简体繁体 English

LSTM 模型是否使用特征趋势？

[英]Does an LSTM model use trend in features?

原文 2022-06-29 13:30:18 4 1 machine-learning/ lstm/ lstm-stateful

Does an LSTM take into account a trend in a feature? LSTM 是否考虑了特征的趋势？ Or does it only see trends from the previous output (Y predicted)?还是它只看到先前输出的趋势（Y 预测）？

To illustrate, imagine we have a trend in feature A. In our problem, we know that in the real world Y tends to decrease as A increases (inversely proportional).为了说明，假设我们在特征 A 上有一个趋势。

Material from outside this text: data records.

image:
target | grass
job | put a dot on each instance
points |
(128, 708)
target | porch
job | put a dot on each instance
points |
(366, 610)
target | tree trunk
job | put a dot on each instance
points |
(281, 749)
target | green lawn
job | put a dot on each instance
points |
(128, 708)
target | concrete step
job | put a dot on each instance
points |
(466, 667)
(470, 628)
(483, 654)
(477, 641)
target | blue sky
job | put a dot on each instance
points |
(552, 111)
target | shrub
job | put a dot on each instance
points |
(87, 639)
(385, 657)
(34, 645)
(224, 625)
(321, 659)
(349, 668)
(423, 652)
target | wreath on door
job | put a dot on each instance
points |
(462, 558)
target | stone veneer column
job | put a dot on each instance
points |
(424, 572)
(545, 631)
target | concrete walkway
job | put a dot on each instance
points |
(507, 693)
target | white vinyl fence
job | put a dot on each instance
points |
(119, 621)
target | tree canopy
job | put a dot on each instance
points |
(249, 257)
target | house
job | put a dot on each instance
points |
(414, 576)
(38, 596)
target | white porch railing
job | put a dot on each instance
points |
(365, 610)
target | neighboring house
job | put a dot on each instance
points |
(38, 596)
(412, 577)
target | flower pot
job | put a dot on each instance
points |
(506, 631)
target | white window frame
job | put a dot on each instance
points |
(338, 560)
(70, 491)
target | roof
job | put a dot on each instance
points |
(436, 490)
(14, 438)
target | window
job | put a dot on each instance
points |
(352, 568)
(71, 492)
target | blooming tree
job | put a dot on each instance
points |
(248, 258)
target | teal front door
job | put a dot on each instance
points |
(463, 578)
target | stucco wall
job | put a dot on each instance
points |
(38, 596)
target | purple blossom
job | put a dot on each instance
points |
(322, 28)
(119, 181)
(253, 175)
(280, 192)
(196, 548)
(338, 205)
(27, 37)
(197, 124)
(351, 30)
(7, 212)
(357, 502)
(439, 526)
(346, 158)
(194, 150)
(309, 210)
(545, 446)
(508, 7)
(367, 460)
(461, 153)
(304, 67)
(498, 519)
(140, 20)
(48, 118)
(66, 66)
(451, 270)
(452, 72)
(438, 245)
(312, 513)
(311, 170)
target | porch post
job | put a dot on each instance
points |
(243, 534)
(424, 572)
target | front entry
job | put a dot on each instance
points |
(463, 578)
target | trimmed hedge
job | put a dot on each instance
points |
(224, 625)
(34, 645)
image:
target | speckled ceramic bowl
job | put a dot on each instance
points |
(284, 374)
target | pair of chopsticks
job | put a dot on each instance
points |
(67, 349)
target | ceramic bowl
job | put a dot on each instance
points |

在我们的问题中，我们知道在现实世界中，Y 趋向于随着 A 的增加而减小（成反比）。 However, Y is NOT related to the actual value of A.但是，Y 与 A 的实际值无关。

Example, if A increases from 10 to 20, Y decrease by 1. If A increase from 40 to 50, Y decrease by 1 as well.例如，如果 A 从 10 增加到 20，Y 减少 1。如果 A 从 40 增加到 50，Y 也减少 1。 Similarly, if A decreases from 30 to 20, Y should decrease by 1 and if A decreases from 60 to 50, Y should decrease by 1 as well.同样，如果 A 从 30 减少到 20，Y 应该减少 1，如果 A 从 60 减少到 50，Y 也应该减少 1。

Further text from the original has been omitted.